In February, the Humane Society of the United States (HSUS) formally identified a number of retailers who had inadvertently sold fur coats trimmed with fur from domestic dogs. It was a heart-wrenching moment at our house, and no doubt in the executive offices of the named retailers.
Retailers identified by the HSUS as having sold jackets trimmed with dog fur included Nordstrom, Tommy Hilfiger, Neiman Marcus, Dillard’s, Bergdorf Goodman, Foot Locker, Lord & Taylor,
In a formal release, Wayne Pacelle, president and CEO of the HSUS, stated, “If consumers buy fur jackets from China, it’s very possible they are getting falsely labeled fur from domestic dogs or raccoon dogs skinned alive.”

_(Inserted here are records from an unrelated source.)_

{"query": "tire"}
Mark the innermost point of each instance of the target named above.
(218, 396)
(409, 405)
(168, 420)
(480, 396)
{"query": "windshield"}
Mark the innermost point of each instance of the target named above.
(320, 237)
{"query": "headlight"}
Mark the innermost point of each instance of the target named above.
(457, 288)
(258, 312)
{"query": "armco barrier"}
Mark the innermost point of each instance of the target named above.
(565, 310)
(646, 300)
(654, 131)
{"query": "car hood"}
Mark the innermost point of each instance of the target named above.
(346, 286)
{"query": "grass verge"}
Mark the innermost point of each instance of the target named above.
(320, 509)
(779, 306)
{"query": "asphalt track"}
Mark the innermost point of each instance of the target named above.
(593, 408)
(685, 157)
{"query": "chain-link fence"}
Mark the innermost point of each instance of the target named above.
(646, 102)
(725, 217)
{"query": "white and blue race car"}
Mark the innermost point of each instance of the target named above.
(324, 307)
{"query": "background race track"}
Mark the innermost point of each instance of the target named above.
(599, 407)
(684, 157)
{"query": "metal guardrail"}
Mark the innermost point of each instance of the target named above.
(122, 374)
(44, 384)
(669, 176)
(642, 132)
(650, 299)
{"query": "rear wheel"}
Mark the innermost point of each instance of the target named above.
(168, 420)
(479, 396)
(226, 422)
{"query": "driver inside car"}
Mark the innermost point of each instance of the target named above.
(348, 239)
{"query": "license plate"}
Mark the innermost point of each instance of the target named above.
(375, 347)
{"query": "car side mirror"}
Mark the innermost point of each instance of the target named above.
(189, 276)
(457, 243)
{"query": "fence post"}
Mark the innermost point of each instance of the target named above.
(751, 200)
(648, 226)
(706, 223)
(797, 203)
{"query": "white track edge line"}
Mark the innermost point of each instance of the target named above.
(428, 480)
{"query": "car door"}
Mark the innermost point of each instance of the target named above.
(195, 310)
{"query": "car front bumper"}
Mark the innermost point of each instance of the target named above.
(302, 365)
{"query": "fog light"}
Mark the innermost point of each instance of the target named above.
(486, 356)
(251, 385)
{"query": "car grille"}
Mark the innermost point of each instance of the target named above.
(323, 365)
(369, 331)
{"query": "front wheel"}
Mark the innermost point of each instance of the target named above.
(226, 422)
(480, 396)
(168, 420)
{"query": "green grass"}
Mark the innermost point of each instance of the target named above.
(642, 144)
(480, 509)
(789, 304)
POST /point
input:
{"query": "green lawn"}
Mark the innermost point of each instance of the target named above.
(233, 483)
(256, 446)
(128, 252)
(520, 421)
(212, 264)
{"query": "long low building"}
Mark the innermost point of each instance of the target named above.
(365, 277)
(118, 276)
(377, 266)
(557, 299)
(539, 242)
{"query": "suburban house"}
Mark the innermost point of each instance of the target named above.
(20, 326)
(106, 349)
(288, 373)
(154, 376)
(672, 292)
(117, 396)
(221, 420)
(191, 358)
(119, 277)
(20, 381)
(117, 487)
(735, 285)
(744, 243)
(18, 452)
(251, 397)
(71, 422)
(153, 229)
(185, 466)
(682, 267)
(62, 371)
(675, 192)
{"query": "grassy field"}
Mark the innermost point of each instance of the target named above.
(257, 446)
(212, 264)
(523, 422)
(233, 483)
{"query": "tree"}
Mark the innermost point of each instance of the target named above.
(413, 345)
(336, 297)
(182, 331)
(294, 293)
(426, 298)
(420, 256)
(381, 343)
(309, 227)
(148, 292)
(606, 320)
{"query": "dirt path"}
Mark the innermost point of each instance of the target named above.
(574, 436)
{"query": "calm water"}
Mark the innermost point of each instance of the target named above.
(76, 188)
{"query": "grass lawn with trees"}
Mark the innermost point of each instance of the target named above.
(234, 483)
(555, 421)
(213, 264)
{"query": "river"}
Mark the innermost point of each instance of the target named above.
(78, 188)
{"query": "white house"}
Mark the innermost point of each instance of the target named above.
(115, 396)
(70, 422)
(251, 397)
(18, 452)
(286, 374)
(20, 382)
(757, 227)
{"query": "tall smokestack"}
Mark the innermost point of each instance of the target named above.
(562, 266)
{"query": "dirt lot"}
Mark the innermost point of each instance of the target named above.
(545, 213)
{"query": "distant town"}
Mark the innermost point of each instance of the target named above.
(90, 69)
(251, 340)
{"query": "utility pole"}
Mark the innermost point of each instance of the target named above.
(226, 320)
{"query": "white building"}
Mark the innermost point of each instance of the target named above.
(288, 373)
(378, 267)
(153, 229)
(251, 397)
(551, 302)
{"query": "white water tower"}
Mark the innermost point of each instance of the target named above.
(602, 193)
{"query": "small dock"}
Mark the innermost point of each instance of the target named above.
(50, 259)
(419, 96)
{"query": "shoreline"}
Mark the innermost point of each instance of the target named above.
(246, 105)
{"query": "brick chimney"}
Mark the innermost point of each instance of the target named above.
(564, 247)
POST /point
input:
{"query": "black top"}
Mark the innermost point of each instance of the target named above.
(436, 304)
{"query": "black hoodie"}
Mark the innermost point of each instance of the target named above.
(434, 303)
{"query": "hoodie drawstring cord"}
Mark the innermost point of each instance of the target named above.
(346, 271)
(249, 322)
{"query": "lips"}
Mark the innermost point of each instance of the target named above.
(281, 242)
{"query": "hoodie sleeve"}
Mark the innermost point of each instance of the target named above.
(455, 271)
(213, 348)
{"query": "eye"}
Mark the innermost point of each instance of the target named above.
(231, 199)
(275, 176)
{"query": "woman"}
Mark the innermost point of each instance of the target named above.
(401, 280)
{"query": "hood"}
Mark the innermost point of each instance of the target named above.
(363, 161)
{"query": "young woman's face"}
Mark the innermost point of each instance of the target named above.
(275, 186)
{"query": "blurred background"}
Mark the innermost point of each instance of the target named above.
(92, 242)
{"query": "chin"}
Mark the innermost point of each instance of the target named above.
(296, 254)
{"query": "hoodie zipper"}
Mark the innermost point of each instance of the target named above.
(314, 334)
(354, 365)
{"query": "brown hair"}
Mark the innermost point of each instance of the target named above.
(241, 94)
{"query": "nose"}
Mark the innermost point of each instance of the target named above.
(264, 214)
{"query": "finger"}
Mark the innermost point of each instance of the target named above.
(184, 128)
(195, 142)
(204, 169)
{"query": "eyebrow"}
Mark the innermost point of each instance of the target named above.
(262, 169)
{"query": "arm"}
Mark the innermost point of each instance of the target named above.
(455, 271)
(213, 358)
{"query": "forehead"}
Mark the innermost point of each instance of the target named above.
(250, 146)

For readers like me who are unfamiliar with what a “raccoon dog” is, the HSUS defines it as a member of the dog family with raccoon-like markings. The breed is prevalent in China.
In a society that made superstars of Lassie, Rin Tin Tin and Benji, a majority of U.S. consumers are appalled by the idea of wearing dog fur. However, even if the insensitivity of the product fails to move retail executives, the financial repercussions can be substantial. Intentionally importing and selling dog fur is a federal crime that can carry a $10,000 fine for each violation.
Although Nordstrom reportedly recalled the offending fur coats and most retailers removed the product from their sales channels, the HSUS reported they discovered that J.C. Penney, which was selling raccoon dog fur mislabeled as raccoon, merely blacked out the name of the species from the label and returned the coats to the selling floor.
The issue for retailers is much larger than the concept of animal rights. It speaks to the huge challenge of screening, selecting and managing global vendors. According to Gary Bull, managing director and retail industry leader of New York City-based Marsh, which helps retailers manage their total cost of risk, vendor screening for global partnerships is one of the top two risk issues confronting retailers in today’s market.